Ten slotte en samenhangend met het voorgaande: de soms wat zwakke argumentatie in Justice for Hedgehogs staat in schril contrast met de aspiraties, aanspraken en toonzetting van het boek. Hierdoor brengt het een lezenswaardige, geestige, maar ook radicale kritiek op Law’s Empire in herinnering. In zijn artikel ‘Indiana Dworkin and Law’s Empire’ recenseerde Allen Hutchinson Law’s Empire als ware het een film met Dworkin als een filmheld die omwille van de overwinning van zijn theorie alle mogelijke theoretische obstakels en obstakels in de concrete realiteit op ‘ingenieuze en heldhaftige wijze’ wil verslaan (A.C. Hutchinson, ‘Indiana Dworkin and Law’s Empire’, The Yale Law Journal (96), 1987). Hutchinson vond Dworkins boek arrogant, naïef en hij vond zijn poging om de sociale en politieke realiteit in een groot moreel systeem te vatten ook moreel kwalijk. ‘The constant effort to inject the heroic adventure into the dreariness of daily life in contemporary society defeats itself by heightening future expectations and experienced frustration’, aldus Hutchinson (p. 661).
Ook Dworkins Justice for Hedgehogs raakt niet echt de sociale vraagstukken van deze tijd. Bijvoorbeeld: het boek biedt geen bevredigend antwoord op de vraag wat te zeggen tegen de ‘verliezers’ van de modern liberale samenleving, anders dan een verwijzing naar een extreem rationalisme. Hij vraagt burgers om het eigen leven en de instituties in de samenleving vanuit het gezichtspunt van de menselijke waardigheid te beschouwen. Maar voor Dworkins uitwerking van deze waarde in de verschillende met elkaar samenhangende opvattingen van ethiek, van moraliteit, van rechtvaardigheid en van recht, geldt wellicht wat Hutchinson schrijft: ‘While the achievement of turning this task into an elevated art form is not to be underrated, its credibility and value are beginning to wear extremely thin’ (p. 662).

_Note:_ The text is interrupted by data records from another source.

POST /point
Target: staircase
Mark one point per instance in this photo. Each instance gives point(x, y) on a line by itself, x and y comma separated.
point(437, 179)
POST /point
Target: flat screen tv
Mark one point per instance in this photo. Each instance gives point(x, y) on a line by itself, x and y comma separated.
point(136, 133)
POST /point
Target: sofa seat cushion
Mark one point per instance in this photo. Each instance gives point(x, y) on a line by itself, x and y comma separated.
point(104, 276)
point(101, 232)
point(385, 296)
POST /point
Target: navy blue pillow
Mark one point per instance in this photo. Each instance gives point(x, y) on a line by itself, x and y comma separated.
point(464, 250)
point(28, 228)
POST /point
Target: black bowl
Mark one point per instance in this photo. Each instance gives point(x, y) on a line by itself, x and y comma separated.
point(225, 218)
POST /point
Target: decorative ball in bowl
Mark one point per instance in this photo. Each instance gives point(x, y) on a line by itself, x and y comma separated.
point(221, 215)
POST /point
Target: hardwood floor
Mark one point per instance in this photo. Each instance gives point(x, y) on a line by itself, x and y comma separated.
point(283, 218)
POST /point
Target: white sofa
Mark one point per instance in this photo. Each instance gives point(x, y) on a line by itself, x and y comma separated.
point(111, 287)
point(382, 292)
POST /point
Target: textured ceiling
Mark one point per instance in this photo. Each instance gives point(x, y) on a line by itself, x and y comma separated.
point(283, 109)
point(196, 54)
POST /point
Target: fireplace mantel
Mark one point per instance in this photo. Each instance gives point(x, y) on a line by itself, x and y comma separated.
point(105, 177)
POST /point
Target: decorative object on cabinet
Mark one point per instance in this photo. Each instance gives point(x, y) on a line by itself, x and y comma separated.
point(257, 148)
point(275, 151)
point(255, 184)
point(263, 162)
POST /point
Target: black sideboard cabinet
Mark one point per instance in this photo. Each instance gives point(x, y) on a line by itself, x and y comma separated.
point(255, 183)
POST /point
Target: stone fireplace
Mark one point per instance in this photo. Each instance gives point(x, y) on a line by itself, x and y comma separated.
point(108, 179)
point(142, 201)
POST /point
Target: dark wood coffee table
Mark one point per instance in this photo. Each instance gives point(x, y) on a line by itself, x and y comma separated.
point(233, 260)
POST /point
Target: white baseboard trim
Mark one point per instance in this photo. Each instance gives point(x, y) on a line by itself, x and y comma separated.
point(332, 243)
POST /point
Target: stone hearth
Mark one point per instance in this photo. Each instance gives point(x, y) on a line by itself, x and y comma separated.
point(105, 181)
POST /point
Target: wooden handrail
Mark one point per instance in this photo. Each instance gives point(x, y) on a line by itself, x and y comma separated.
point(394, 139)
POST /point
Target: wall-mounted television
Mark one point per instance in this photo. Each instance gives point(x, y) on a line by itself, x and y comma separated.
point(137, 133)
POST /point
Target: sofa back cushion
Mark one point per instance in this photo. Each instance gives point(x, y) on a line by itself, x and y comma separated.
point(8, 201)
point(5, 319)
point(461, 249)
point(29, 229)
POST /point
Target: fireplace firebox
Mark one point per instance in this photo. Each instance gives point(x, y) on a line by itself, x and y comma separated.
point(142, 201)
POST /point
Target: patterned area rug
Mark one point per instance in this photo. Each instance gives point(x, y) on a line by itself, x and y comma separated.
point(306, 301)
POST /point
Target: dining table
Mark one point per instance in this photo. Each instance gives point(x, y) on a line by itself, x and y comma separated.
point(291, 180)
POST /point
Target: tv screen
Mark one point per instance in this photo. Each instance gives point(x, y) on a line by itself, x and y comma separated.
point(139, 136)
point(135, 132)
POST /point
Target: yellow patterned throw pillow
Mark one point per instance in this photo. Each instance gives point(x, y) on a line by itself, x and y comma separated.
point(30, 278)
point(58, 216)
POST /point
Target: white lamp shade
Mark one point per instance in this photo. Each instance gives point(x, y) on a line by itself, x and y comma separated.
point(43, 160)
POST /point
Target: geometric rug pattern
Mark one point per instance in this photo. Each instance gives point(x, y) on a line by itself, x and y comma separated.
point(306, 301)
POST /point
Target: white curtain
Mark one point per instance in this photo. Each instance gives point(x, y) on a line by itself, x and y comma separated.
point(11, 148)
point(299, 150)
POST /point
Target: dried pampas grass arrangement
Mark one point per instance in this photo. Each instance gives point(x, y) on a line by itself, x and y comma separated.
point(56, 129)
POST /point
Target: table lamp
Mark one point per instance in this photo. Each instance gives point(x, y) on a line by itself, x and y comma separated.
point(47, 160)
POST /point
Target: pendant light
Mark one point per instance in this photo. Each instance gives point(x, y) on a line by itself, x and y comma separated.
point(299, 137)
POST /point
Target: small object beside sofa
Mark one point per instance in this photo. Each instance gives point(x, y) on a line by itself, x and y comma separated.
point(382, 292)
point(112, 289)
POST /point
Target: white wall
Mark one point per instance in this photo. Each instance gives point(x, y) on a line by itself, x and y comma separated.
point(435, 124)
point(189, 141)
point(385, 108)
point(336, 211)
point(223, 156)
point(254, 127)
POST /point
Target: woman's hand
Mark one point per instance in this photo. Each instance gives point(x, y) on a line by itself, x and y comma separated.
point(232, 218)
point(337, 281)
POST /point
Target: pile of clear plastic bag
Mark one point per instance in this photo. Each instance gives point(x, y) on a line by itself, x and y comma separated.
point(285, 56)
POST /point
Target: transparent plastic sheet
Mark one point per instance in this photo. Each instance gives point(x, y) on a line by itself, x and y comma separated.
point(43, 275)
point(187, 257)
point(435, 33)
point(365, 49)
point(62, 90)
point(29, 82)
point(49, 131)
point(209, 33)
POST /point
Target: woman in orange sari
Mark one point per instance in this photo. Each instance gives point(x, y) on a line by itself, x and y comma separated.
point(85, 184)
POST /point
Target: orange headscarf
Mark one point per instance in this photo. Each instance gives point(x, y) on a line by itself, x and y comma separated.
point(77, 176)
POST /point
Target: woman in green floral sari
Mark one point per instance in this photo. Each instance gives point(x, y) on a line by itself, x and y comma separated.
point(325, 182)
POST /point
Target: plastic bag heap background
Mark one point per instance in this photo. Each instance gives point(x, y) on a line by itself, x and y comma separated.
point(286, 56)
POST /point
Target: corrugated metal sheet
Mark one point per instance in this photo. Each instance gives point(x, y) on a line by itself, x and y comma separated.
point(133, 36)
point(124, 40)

Vanwege de bevestiging van het eerdere werk, vanwege de voorbeelden die hij geeft (‘We struggle to like caviar or sky diving or to become better people by enrolling in churches or extension philosophy courses’ (Dworkin, p. 235)), vanwege de expliciete verwijzing naar het gezichtspunt van iemand aan het einde van zijn leven, heeft Dworkins Justice for Hedgehogs iets weg van een requiem voor eigen werk en leven. Refererend aan het sterfbed schrijft Dworkin (die zelf de 80 is gepasseerd): ‘People are often then reminded with pride, of the children they have raised, their war service, their reputation’ (p. 208). Met Justice for Hedgehogs laat Dworkin wegens het begrijpelijke risico van rationalisering en zelfrechtvaardiging de waarde zien van het goede gebruik om zo’n tour de force aan anderen over te laten.